Karena tahun ini nggak ada agenda buka bersama yang rame-rame, akhirnya genk grup makan-makan yang diketuai Kak Evy yang juga bersuamikan Turki mengadakan bukber sekaligus untuk merayakan kelulusan master dua orang anggota kami Riska dan Fitri. Umur mereka sama sama saya, beda di status dan berat badan aja 😀
Nggak ada agenda khusus sih di acara bukber ini. Cuma ngumpul-ngumpul dan masak bareng aja. Walaupun saya nggak bantuin masak. Berhubung ada tiga anak gadis, yang udah mamak-mamak nggak perlu turun tangan lagi. Udah cukup joget-joget di dapur rumah sendiri aja 😀
Ada dua menu yang disediain. Iya, nggak boleh egois mentang-mentang lebih banyak orang Indonesianya, 3 orang lelaki Turki yang ada disana kan nggak harus terpaksa makan makanan Indonesia yang bersantan, berlemak serta mengandung banyak cabe itu.

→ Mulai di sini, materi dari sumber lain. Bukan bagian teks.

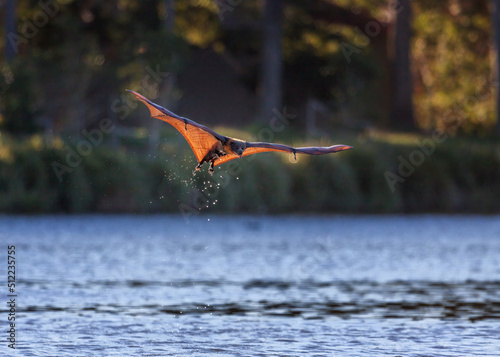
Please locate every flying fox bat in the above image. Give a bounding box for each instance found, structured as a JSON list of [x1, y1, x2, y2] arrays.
[[129, 90, 352, 174]]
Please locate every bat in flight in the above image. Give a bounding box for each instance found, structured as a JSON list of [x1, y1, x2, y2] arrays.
[[128, 90, 352, 174]]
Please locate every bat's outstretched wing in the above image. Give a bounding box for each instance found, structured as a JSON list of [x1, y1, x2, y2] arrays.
[[128, 90, 228, 162], [214, 142, 353, 166]]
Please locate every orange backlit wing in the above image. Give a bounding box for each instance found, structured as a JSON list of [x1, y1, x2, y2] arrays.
[[214, 142, 353, 166], [129, 90, 227, 162]]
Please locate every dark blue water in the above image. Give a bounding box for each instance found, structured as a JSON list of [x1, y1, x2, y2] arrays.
[[0, 215, 500, 356]]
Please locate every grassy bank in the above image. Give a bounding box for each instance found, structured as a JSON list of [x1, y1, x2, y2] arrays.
[[0, 134, 500, 213]]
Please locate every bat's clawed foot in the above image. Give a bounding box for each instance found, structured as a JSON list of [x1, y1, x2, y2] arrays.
[[193, 164, 201, 175]]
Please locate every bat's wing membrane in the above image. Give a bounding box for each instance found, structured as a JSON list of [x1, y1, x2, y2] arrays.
[[214, 142, 353, 166], [129, 90, 227, 162]]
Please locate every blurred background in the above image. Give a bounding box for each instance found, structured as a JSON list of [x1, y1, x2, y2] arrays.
[[0, 0, 500, 213], [0, 0, 500, 357]]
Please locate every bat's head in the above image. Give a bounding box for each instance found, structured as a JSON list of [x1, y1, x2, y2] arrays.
[[231, 140, 247, 157]]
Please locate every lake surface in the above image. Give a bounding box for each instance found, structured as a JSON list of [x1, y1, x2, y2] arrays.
[[0, 215, 500, 357]]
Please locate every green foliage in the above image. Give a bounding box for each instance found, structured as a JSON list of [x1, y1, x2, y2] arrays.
[[0, 135, 500, 213], [412, 1, 495, 135]]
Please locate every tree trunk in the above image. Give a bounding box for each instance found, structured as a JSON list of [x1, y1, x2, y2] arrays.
[[390, 0, 416, 131], [164, 0, 175, 33], [4, 0, 17, 61], [148, 0, 176, 157], [258, 0, 283, 121], [491, 0, 500, 135]]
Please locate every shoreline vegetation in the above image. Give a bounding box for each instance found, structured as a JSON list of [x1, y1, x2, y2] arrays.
[[0, 132, 500, 215]]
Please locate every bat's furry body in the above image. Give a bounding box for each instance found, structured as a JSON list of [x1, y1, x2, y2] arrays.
[[129, 91, 352, 173]]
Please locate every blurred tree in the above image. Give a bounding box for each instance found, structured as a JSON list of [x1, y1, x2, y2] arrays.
[[4, 0, 17, 61], [258, 0, 283, 121], [412, 0, 495, 135], [390, 0, 416, 131], [491, 0, 500, 135]]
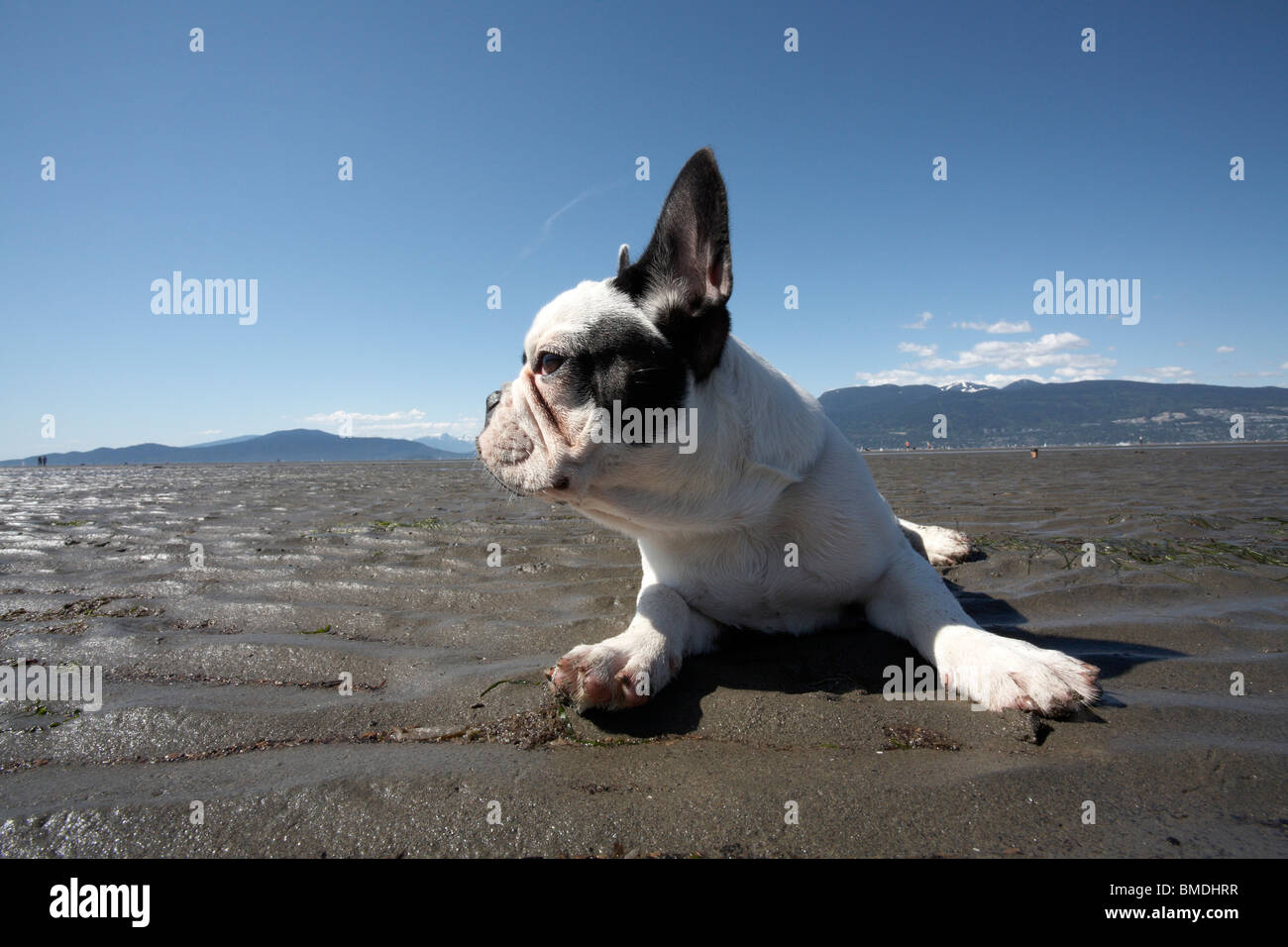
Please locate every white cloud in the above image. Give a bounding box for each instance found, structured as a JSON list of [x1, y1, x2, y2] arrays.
[[855, 333, 1118, 385], [899, 342, 939, 359], [304, 408, 482, 438], [953, 320, 1033, 335]]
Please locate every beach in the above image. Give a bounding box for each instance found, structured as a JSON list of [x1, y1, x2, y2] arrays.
[[0, 443, 1288, 857]]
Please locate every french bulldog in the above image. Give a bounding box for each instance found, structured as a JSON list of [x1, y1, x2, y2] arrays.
[[477, 150, 1099, 716]]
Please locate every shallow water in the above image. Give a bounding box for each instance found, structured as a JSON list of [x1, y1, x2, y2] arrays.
[[0, 445, 1288, 856]]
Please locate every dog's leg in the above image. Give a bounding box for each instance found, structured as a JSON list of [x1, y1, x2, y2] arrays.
[[546, 581, 720, 711], [899, 519, 970, 566], [866, 550, 1100, 715]]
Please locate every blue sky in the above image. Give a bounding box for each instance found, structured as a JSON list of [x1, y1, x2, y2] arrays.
[[0, 0, 1288, 458]]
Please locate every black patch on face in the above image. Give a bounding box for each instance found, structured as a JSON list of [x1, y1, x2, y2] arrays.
[[561, 320, 688, 411]]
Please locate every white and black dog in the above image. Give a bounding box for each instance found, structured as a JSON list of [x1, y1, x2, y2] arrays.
[[478, 150, 1099, 715]]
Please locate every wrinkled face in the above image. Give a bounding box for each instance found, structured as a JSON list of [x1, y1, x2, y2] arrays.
[[478, 150, 733, 510], [478, 279, 690, 502]]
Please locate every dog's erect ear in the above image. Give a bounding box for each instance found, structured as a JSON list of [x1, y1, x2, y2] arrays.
[[614, 149, 733, 381]]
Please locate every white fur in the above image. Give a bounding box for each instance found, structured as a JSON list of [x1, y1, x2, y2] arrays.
[[480, 281, 1099, 714]]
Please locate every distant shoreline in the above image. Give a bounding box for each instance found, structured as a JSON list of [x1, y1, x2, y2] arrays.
[[0, 441, 1288, 471]]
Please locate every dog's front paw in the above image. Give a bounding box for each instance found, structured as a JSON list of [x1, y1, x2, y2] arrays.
[[921, 526, 970, 566], [935, 626, 1100, 716], [546, 637, 671, 712]]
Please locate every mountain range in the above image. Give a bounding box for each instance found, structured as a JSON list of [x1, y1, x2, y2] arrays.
[[819, 380, 1288, 450], [0, 428, 474, 467], [0, 380, 1288, 467]]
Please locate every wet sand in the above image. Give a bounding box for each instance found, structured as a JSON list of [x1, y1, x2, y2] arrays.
[[0, 445, 1288, 857]]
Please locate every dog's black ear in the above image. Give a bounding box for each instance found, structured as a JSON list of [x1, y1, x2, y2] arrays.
[[614, 149, 733, 381]]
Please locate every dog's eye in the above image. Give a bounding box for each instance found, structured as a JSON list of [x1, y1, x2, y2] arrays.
[[537, 352, 563, 374]]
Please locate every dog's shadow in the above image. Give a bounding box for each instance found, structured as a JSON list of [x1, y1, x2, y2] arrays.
[[587, 581, 1184, 738]]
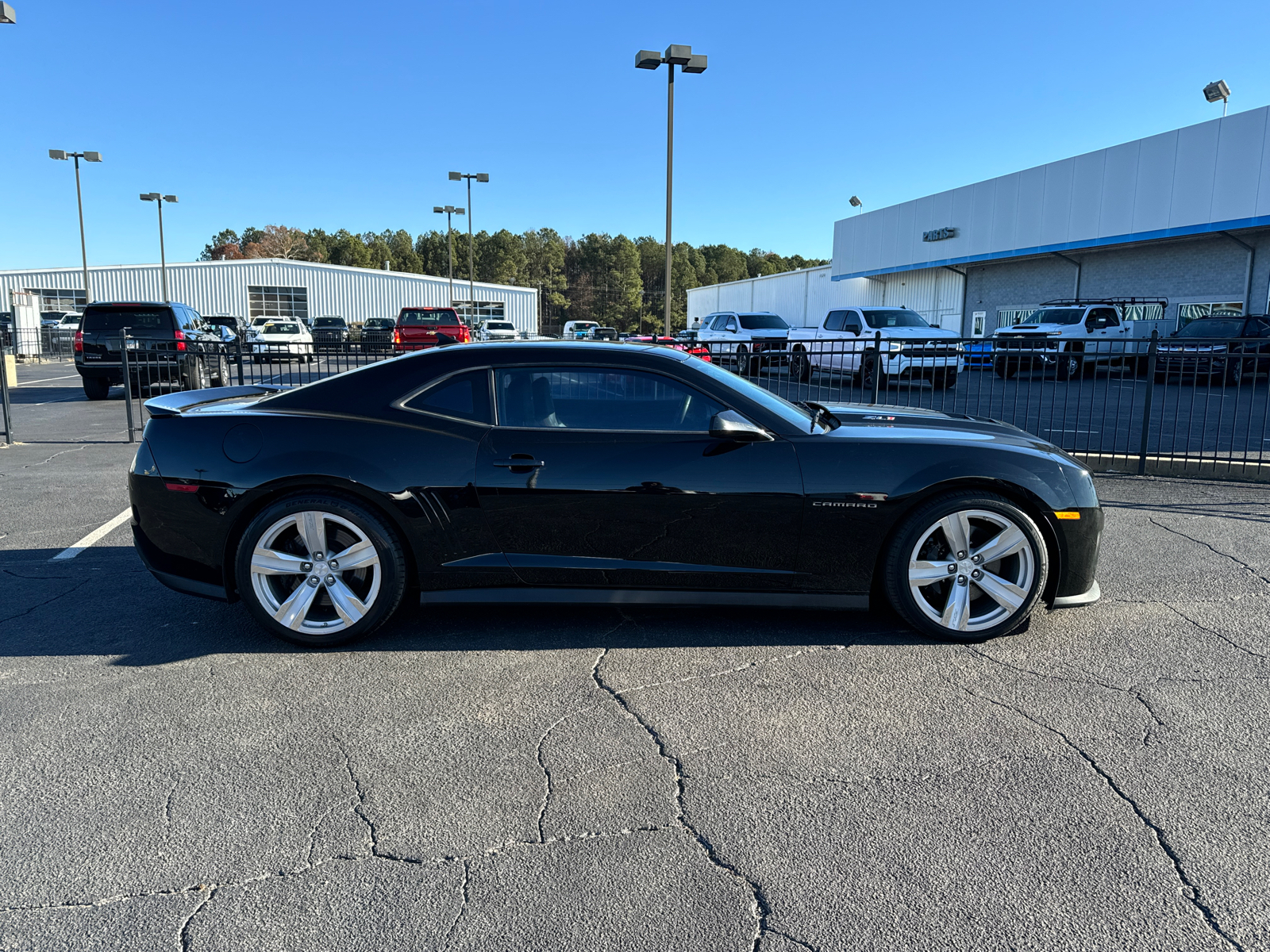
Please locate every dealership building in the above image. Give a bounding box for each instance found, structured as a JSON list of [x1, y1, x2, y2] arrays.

Untuk menu Turki ada yoğurtlu patlıcanlı meze (terong goreng yang dicincang halus, dicampur yogurt, dikasih garam dan bawang putih halus, terakhir dituang dressing minyak zaitun yang dipanasin sama paprika bubuk), dolma (paprika yang diisi daging giling atau nasi dan sejenisnya, terus dimasak pake saus tomat), yayla çorbası (sup yogurt isi nasi) dan salat. Klo soal rasa jangan tanya saya. Makanan-makanan itu nggak ada yang saya suka kecuali salat. Ini soal selera aja sih. Klo Mr. Ottoman bilang lidah saya udah mati karena kebanyakan makan sambel 😀 Makanya makanan Turki jarang ada yang cocok di lidah saya.
Sedangkan menu Indonesianya ada lontong, sayur gule daging campur kentang, tahu dan lain-lain, bihun goreng, sambel kentang hati, kerupuk, lupis, es buah. Nah, yang ini baru surga dunia. Apalagi buat yang tinggal di Jerman, surga firdaus lah makanan beginian 😀
Makanan sengaja dipisah, yang Indonesia langsung ambil posisi di meja tamu karena kami mau duduk lesehan sambil ketawa-ketiwi ngobrolin makanan. Sedangkan para lelaki Turki duduk manis di meja makan ngomongin hal-hal yang lebih berbobot semacam dunia IT. Benar-benar physical distancing dari para sultan Ottoman.
Buka puasa di Jerman sekitar jam 9 malam. Pertama kami cuma makan kurma dan minum air putih, langsung solat maghrib berjama’ah. Sedih pas denger azan yang dilantunkan Zia Abi suaminya Kak Evy. Seenggaknya ada sedikit suasana ramadannya. Soalnya beda lho denger azan dari mesin azan di rumah sama denger azan secara langsung.
Ngobrol ngalor ngidul nggak terasa udah mau tengah malam aja. Ya iyalah, buka puasanya aja udah mendekati tengah malam. Akhirnya kami pamit pulang setelah bantu beberes dan dibungkusin banyak makanan ini itu.
Ok gaes, sampe disini aja ceritanya. Mudah-mudahan corona cepat musnah ya supaya bisa ngumpul-ngumpul lagi sama yang tersayang.
Selamat menjalankan ibadah puasa!
2 Comments
Dyah Yasmina 16. Mai 2020 at 3:37
Ini salah satu bukti keberhasilan pemerintah yang cepat bertindak saat wabah corona pertama kali muncul. Ceritanya bikin sirik yang buka puasa bersamanya masih pakai zoom, nih.